Cate Blanchett’s unusual new role as Oscars history beckons

Cate Blanchett has taken home numerous awards for playing other unusual characters, including Bob Dylan.

Cate Blanchett has taken home numerous awards for playing other unusual characters, including Bob Dylan. Photo: Getty

Australian actor Cate Blanchett is on the verge of making Oscars history next month – nominated for best actor for her performance in Tar – but it’s another role that is currently making headlines.

In June, an immersive film project starring Blanchett as a tiger in a supermarket will form the centrepiece of Melbourne’s RISING Festival.

Euphoria, by artist and filmmaker Julian Rosefeldt, has just had its world premiere in New York.

Blanchett has been a long-time collaborator with Rosefeldt, starring in more than a dozen different roles for his 2015 project, Manifesto.

In this latest project, she stalks the aisles of a supermarket as an anthropomorphic tiger.

The tiger that Blanchett plays in Euphoria.

The film features six stories and is meant as a surreal take on capitalism and consumption.

It is an immersive experience, so will be shown across 20 gigantic screens in the Melbourne Town Hall.
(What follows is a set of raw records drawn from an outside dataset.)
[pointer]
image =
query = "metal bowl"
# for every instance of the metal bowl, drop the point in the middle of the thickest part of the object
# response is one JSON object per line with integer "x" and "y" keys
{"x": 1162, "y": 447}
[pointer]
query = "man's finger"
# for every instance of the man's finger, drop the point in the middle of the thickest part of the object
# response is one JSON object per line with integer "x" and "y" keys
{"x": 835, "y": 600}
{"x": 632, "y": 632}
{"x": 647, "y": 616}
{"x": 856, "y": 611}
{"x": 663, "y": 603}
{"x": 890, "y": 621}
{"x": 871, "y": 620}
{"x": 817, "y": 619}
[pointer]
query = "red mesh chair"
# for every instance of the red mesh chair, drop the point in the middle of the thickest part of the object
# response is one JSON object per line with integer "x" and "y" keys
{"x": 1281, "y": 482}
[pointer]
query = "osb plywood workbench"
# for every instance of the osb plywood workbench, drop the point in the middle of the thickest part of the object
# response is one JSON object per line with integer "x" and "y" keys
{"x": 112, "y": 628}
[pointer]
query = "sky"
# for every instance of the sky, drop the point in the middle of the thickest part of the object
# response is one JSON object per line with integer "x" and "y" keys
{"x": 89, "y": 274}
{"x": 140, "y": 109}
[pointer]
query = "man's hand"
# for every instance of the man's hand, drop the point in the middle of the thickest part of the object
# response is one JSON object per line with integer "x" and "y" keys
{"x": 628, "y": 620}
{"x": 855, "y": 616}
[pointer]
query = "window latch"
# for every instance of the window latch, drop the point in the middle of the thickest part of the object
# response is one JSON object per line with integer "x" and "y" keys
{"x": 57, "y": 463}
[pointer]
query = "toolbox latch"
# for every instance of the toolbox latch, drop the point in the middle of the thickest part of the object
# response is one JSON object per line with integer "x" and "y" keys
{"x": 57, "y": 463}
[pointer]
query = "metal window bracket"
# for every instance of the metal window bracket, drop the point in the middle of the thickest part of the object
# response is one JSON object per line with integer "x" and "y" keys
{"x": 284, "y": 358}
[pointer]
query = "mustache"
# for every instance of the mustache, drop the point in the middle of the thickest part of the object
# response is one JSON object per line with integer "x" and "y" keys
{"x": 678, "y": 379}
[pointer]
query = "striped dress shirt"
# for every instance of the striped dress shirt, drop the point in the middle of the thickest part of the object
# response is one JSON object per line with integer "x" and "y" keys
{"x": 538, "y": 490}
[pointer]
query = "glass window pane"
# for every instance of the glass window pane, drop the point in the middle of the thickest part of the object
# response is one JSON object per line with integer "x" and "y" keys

Blanchett’s CGI tiger features alongside a script of quotes nearly entirely stitched together. The quotes come from the likes of Warren Buffett, Plato and Snoop Dogg.

Audiences can choose to pay between $18 or $32, and screenings on Fridays are free.

Oscars history

If Blanchett wins best actress for her performance in Tar, she will become only the fifth woman to win three Oscars for acting.

The others on three are Meryl Streep, Ingrid Bergman and Frances McDormand, while Katharine Hepburn holds the record at four.

In a wide-ranging interview with Vanity Fair, Blanchett, 53, who plays a fictitious German orchestra conductor in an original Todd Field screenplay, Tar, has been on a global road trip for the film in talkfests, screenings and industry lunches.

“She loves this movie,” the magazine says.

She says her “aggressive promotion of Tár is partly because the film delivers a richly cinematic experience” and should be seen in cinemas before the narrow box office window closes.

So far it has brought in only $13.5 million in receipts.

Despite the film’s poor showing, Blanchett has taken home the top three critics’ prizes – New York Film Critics Circle, Los Angeles Film Critics Association and National Society of Film Critics – for the second time in her career (the first was for Blue Jasmine).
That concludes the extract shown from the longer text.